Aim 1: To demonstrate differences in the incidence rate of death and cardiovascular hospitalizations between trial patients and Medicare patients who are undergoing ICD implantation.

Aim 2: To explore whether the incidence of death and cardiovascular hospitalizations after ICD implantation differ by gender, age category, and comorbidities.

Aim 3: To identify subgroups of patients undergoing ICD implantation for whom: 1) ICDs are not effective (expected survival < 18 months); and 2) ICDs are not cost-effective (expected survival < 5 years).

Aim 4: To estimate the incidence of various potential short and long-term adverse events following ICD implantation.

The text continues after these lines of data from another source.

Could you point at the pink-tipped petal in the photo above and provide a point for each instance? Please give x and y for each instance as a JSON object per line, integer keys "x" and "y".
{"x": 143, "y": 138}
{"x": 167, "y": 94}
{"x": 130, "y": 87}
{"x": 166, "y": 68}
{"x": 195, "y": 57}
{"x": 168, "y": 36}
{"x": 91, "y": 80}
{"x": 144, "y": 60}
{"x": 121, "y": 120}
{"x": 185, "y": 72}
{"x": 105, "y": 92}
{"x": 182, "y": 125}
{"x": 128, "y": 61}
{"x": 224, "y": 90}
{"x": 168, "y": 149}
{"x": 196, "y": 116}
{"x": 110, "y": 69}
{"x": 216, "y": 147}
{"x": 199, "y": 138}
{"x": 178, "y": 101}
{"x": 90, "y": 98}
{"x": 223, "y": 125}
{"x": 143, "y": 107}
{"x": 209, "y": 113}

Aim 5: a) To directly compare the effectiveness of ICD versus medical management and b) to assess the impact of unmeasured confounding by indication or severity in a well-designed comparative effectiveness study.

Study design: Retrospective cohort study


Data Source: 1) the CMS ICD Registry, 2) the Heart failure/Myocardial infarction (HF/MI) registry and 3) Medicare eligibility, Part A, B and D data.

Participants, setting, and expected sample size: The study utilizes the following: a) >400,000 patients in the CMS ICD registry, or b) >50,000 similar patients in the Outcome HF/MI registry and c) patients from the entire Medicare data with heart failure or myocardial infarction who meet a claims-based definition for low-ejection fraction and other National Coverage Decision (NCD) criteria for ICDs but did not receive ICDs. We will further require that these patients: 1) be ≥65 years at the time of receiving ICD or a matched random date; and 2) are eligible for Medicare ≥12 months prior to the date of cohort entry.

Exposure(s): ICDs

Outcomes: The following are study outcomes: all-cause death, hospitalization for heart failure and other cardiovascular events (i.e., myocardial infarction; stroke). To define these events, we will use previously validated definitions with very high specificity.

Statistical methods: Survival analyses and logistic regression will be used to describe and predict outcomes. We will use Cox regression to compare ICD and non-ICD after adjusting for confounders using multivariate adjustment or high-dimensional propensity score (hd-PS).